スマートになりすぎたボクシング、ワンディにムエタイの迫力を見た | 舟木昭太郎の日々つれづれ

スマートになりすぎたボクシング、ワンディにムエタイの迫力を見た

 ワンディ・シンワンチャーvs嘉陽宗嗣のWBC世界L・フライ暫定タイトルマッチが10月9日に後楽園ホールで行われ、嘉陽が敗れた。ワンディが減量失敗して、嘉陽に有利かと思われたが、パワーが違った。さながら、ラジャダムナンでムエタイの試合を観戦しているような気分になった。確かに世界戦での契約体重1.5kgオーバーは絶対に許すことはできない。試合に勝っても、チャンピオンになれないというペナルティーがあったとしても。世界戦に水を差された。それでもワンディの迫力あるファイトは魅力的だった。

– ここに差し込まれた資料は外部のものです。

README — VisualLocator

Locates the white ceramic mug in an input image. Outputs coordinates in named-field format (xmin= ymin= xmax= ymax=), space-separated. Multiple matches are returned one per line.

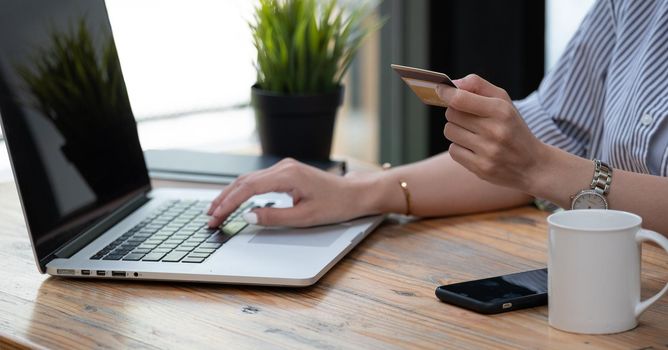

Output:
xmin=547 ymin=209 xmax=668 ymax=334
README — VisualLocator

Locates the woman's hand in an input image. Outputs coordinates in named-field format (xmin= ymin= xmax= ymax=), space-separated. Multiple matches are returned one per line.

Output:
xmin=438 ymin=75 xmax=550 ymax=192
xmin=207 ymin=158 xmax=380 ymax=227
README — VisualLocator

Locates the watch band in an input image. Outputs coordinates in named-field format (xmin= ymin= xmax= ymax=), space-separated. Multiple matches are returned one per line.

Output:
xmin=589 ymin=159 xmax=612 ymax=196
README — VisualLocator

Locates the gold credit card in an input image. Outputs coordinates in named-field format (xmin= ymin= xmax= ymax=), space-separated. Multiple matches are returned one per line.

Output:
xmin=391 ymin=64 xmax=457 ymax=107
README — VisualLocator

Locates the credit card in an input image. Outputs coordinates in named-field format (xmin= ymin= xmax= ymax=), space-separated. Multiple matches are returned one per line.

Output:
xmin=391 ymin=64 xmax=457 ymax=107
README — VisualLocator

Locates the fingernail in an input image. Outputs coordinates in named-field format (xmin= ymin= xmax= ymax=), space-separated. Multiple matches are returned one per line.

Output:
xmin=241 ymin=211 xmax=257 ymax=225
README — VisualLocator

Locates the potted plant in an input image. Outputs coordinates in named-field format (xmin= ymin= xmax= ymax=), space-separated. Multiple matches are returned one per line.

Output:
xmin=16 ymin=19 xmax=145 ymax=200
xmin=250 ymin=0 xmax=380 ymax=160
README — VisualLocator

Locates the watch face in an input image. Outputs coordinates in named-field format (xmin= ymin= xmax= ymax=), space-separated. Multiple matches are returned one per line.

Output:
xmin=572 ymin=190 xmax=608 ymax=209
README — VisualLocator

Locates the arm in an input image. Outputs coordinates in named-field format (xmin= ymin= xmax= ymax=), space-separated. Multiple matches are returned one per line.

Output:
xmin=360 ymin=153 xmax=533 ymax=217
xmin=208 ymin=153 xmax=531 ymax=227
xmin=439 ymin=75 xmax=668 ymax=234
xmin=529 ymin=145 xmax=668 ymax=235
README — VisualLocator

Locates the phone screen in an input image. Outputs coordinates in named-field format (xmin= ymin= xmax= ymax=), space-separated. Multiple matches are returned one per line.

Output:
xmin=440 ymin=269 xmax=547 ymax=303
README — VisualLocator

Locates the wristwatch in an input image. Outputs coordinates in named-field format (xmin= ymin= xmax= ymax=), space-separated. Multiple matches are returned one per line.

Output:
xmin=571 ymin=159 xmax=612 ymax=209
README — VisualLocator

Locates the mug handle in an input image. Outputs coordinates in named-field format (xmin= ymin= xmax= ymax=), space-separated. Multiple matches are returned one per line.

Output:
xmin=635 ymin=229 xmax=668 ymax=318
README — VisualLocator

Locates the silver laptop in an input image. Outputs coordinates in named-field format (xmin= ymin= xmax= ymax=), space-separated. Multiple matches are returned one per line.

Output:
xmin=0 ymin=0 xmax=382 ymax=286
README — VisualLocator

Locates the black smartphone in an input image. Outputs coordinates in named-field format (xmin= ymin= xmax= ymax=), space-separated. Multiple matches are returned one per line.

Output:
xmin=436 ymin=268 xmax=547 ymax=314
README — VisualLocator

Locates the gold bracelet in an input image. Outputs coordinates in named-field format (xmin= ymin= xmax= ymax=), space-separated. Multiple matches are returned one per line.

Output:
xmin=381 ymin=163 xmax=411 ymax=216
xmin=399 ymin=180 xmax=411 ymax=215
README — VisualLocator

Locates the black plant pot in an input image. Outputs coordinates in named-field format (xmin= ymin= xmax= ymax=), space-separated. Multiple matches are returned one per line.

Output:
xmin=251 ymin=85 xmax=343 ymax=160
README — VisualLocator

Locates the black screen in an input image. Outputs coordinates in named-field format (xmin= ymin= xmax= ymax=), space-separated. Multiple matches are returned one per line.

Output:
xmin=0 ymin=0 xmax=150 ymax=270
xmin=441 ymin=269 xmax=547 ymax=303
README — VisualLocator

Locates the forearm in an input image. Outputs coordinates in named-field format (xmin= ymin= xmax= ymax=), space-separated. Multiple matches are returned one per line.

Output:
xmin=526 ymin=146 xmax=668 ymax=234
xmin=358 ymin=153 xmax=532 ymax=217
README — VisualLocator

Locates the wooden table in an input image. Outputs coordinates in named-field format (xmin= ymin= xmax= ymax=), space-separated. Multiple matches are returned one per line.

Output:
xmin=0 ymin=179 xmax=668 ymax=349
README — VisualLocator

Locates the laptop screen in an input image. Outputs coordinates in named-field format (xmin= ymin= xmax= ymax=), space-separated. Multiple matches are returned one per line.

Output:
xmin=0 ymin=0 xmax=150 ymax=267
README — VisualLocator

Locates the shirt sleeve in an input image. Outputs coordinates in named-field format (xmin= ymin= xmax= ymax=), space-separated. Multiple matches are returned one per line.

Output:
xmin=515 ymin=0 xmax=615 ymax=157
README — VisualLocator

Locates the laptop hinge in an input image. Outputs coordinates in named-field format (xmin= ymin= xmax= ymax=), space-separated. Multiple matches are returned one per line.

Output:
xmin=53 ymin=193 xmax=150 ymax=258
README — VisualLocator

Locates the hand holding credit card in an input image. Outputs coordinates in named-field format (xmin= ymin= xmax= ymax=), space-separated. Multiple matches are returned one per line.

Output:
xmin=391 ymin=64 xmax=457 ymax=107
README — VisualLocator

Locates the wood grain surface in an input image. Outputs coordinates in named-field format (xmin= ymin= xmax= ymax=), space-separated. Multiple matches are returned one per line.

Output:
xmin=0 ymin=183 xmax=668 ymax=349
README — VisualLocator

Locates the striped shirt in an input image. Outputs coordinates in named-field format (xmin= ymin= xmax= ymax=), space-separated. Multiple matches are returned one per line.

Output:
xmin=515 ymin=0 xmax=668 ymax=176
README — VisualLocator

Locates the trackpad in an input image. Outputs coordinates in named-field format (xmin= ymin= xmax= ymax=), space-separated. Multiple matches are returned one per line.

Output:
xmin=249 ymin=225 xmax=348 ymax=247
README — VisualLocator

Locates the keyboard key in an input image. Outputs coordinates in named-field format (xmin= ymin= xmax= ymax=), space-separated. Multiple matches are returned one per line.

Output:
xmin=158 ymin=243 xmax=179 ymax=249
xmin=162 ymin=251 xmax=188 ymax=262
xmin=123 ymin=253 xmax=146 ymax=261
xmin=102 ymin=254 xmax=125 ymax=260
xmin=193 ymin=248 xmax=216 ymax=254
xmin=151 ymin=247 xmax=174 ymax=254
xmin=142 ymin=252 xmax=167 ymax=261
xmin=206 ymin=232 xmax=233 ymax=244
xmin=199 ymin=243 xmax=222 ymax=249
xmin=223 ymin=220 xmax=248 ymax=235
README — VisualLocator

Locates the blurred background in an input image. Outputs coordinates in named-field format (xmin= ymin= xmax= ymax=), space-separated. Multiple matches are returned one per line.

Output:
xmin=0 ymin=0 xmax=593 ymax=179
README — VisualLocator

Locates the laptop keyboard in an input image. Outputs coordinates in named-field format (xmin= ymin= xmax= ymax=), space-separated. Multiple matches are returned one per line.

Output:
xmin=91 ymin=200 xmax=252 ymax=263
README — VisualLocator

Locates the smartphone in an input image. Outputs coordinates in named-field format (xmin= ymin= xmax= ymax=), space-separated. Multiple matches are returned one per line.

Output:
xmin=391 ymin=64 xmax=457 ymax=107
xmin=436 ymin=268 xmax=547 ymax=314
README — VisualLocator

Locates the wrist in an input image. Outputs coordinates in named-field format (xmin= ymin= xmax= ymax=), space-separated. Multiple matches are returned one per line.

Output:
xmin=347 ymin=170 xmax=406 ymax=215
xmin=527 ymin=145 xmax=593 ymax=208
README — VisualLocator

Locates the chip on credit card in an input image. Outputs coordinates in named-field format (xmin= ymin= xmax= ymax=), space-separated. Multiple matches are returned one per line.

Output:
xmin=391 ymin=64 xmax=457 ymax=107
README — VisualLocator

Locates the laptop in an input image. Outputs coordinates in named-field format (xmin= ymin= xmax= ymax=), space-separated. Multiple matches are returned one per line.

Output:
xmin=0 ymin=0 xmax=382 ymax=286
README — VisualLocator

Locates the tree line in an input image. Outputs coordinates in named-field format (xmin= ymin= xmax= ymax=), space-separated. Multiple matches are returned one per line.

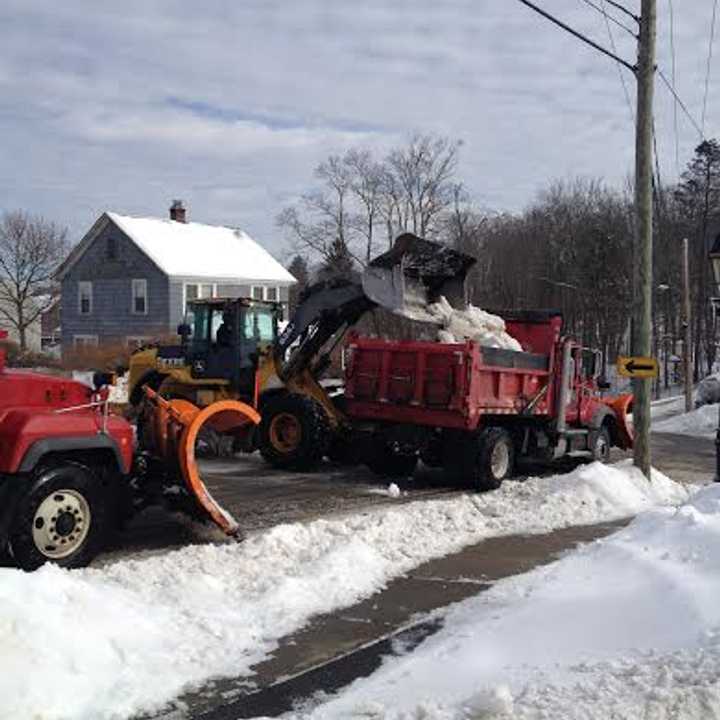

  嘉陽の教科書通りのスタイルに対して、ワンディは、力で押し切る八方破れのファイト。思い切り空振りはする、それでバランス崩す……しかしそんな事はお構いなし、その威圧感に嘉陽は次第に飲み込まれてしまうのだ。7回にはダウン喫してしまう。
 嘉陽もダウンから立ち上がり、よく反撃した。7回以降は人が変わったように手数を出して喰らいついていった。が、試合の流れを変えるまでには至らず、3-0の大差の判定。具志堅会長のタイトル奪取30周年の記念イベントを飾れなかった。あの死力の反撃が何故もっと早くで出なかったか。嘉陽に求められるのは、正に「倒す勇気」キラー・インスティンクト だろう。遠くは、藤猛、輪島功一、ガッツ石松ような……なにがなんでも勝つ、倒すという、泥臭さが必要ではないか。
 そういう試合見られなくなったの寂しい。スマートに勝つことを身に付け、逞しさ、荒っぽさが失われたように思うのだ。「これがプロだ!」という醍醐味を私は見たい。甘ったるい世の中だからこそ。これからのトレーナーは技術だけでなく、いかにして「荒ぶる魂」を鍛えるかも、大きな命題だ。だからして嘉陽よ、逞しくなって再びリングに戻って来て欲しい。